Taschenbuch: 496 Seiten
Verlag: btb Verlag
Dies ist nun mein zweites Buch mit Siri Bergmann und ich muss sagen schon im ersten Buch fand ich sie einfach richtig Toll.
Gut ich bin nicht in der Reihenfolge von den Büchern aber das macht wirklich nichts so war es auch schon bei dem ersten Buch was ich gelesen habe es gibt immer wieder Rückblicke in die Vergangenheit und man versteht die kompletten Handlungen.
Ich habe mich beim ersten Buch vom Klappentext leiten lassen ohne zu wissen das es davor schon Bücher gab.
Aber wie erwähnt habe ich das Buch super verstanden.
Siri ist eine Frau mit Ecken und Kanten und auch Fehlern was sie eben so sympatisch macht.
Auch der Schreibstil von den beiden Autorinnen ist super.
In diesem Buch ist auch wieder alles dabei,es geht um Liebe,Verrat,Menschliche Ängste,Vertrauen und auch geht es dadrum das man nach Kriesen immer wieder aufstehen muss um weiter zu Leben.
Die Psychologin Siri, die jetzt mit Markus zusammenlebt und ein Kind hat, beschließt, die alten Kisten ihres verstorbenen Mannes Stefan durchzusehen und zu entsorgen.
Sie stößt auf ein Foto, einen Zeitungsartikel und rätselhafte Einträge im Kalender, die sie sich nicht erklären kann, und fängt an zu recherchieren. Wer war ihr Mann Stefan wirklich? Hatte sie ihn jemals als denjenigen gekannt, der er war?

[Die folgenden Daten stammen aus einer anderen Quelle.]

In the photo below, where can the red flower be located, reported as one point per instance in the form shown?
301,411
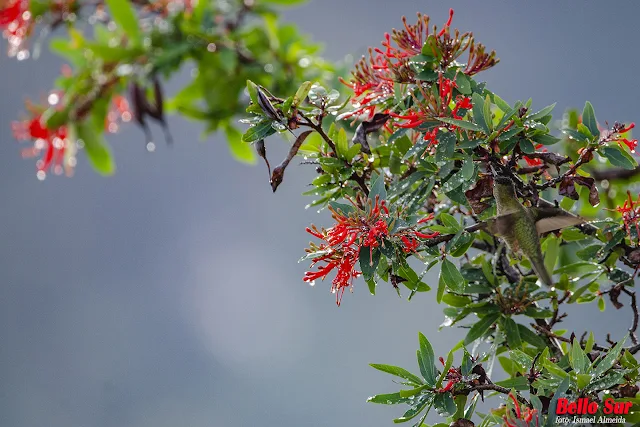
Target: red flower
343,243
535,161
446,89
447,25
630,212
51,142
526,416
119,111
16,24
462,104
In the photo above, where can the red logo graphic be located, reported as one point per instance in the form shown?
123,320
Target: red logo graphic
583,406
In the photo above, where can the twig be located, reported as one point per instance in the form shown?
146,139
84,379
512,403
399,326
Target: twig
612,174
550,334
492,387
634,307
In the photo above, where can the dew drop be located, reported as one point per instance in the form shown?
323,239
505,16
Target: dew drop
304,62
53,98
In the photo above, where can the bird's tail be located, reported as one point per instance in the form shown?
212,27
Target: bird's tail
541,271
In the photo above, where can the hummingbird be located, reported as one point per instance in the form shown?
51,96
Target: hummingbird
521,226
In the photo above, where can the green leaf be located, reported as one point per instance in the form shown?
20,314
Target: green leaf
481,327
369,258
388,399
545,139
583,380
543,112
260,131
488,120
618,157
426,360
415,409
96,148
302,93
518,383
451,277
521,359
607,362
398,372
464,124
252,88
478,112
124,15
560,391
342,144
590,342
551,253
284,2
377,188
512,332
450,222
239,150
608,381
462,245
444,404
589,119
577,359
371,284
446,146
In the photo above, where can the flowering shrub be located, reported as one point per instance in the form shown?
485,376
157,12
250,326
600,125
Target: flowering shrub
420,165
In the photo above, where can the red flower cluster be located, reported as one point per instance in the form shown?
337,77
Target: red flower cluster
58,151
343,242
373,78
119,111
630,212
426,113
52,142
535,161
630,143
16,24
522,417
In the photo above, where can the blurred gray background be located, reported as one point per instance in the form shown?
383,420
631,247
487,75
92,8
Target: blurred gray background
169,294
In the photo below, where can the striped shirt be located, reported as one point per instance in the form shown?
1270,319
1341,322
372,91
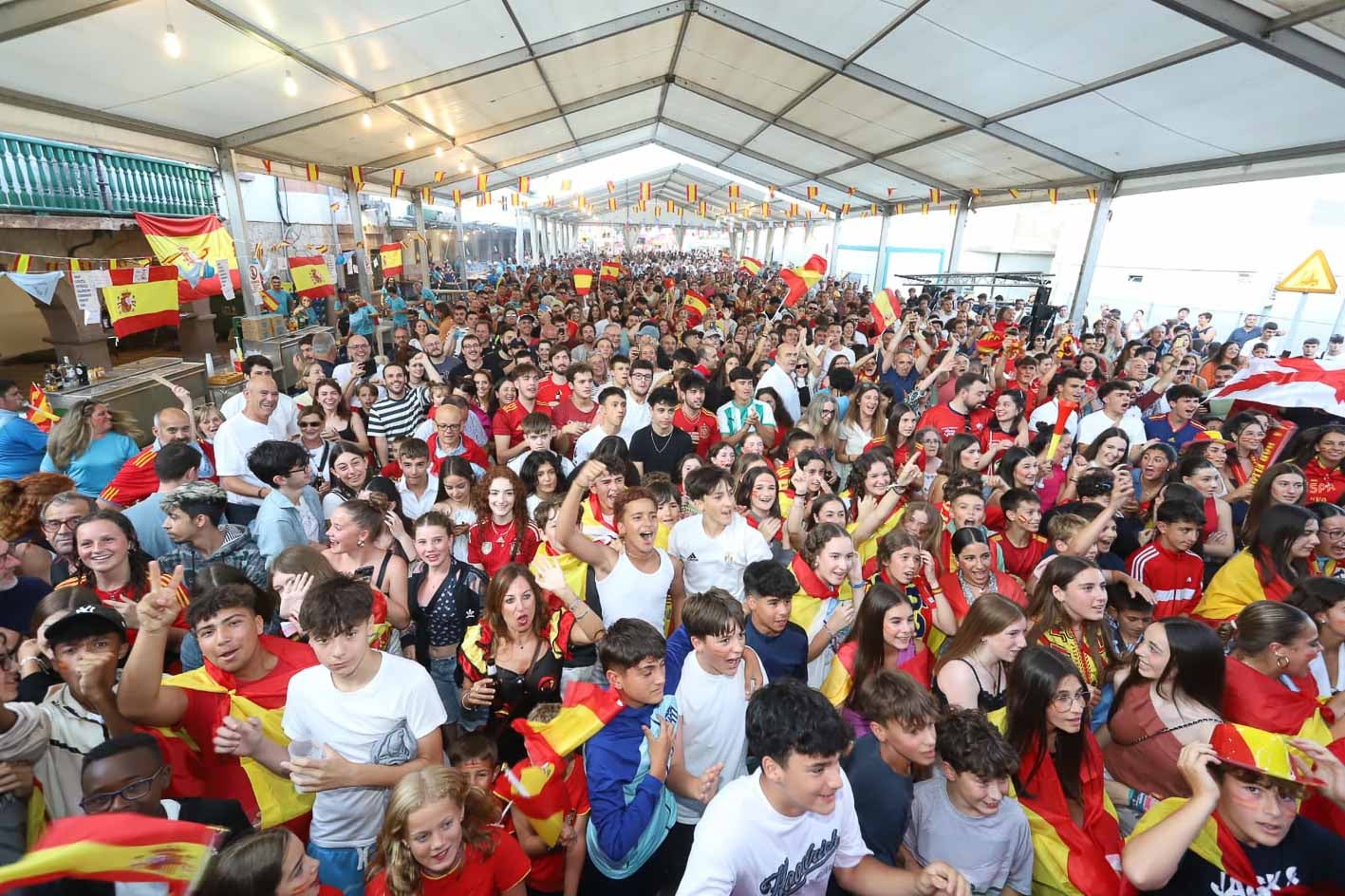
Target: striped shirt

Ihre Nachforschungen führen langsam, aber stetig zur Katastrophe.
War es nun Selbstmord oder doch Mord und was hat Stefan mit dem Mord an seinem Schulkollegen zu tun?
Aber auch über Siri erfährt man hier wieder etwas mehr,wie sie fühlt und wie sie denkt.
Auch aus dem Umfeld bekommt man einiges mit,das die Praxis nicht so gut läuft und das es ihrer Freundin Aina nicht gut geht.
Aber aufeinmal steht es selbst mit der Freundschaft zu Aina nicht mehr gut aber warum was ist da passiert und was kam da raus?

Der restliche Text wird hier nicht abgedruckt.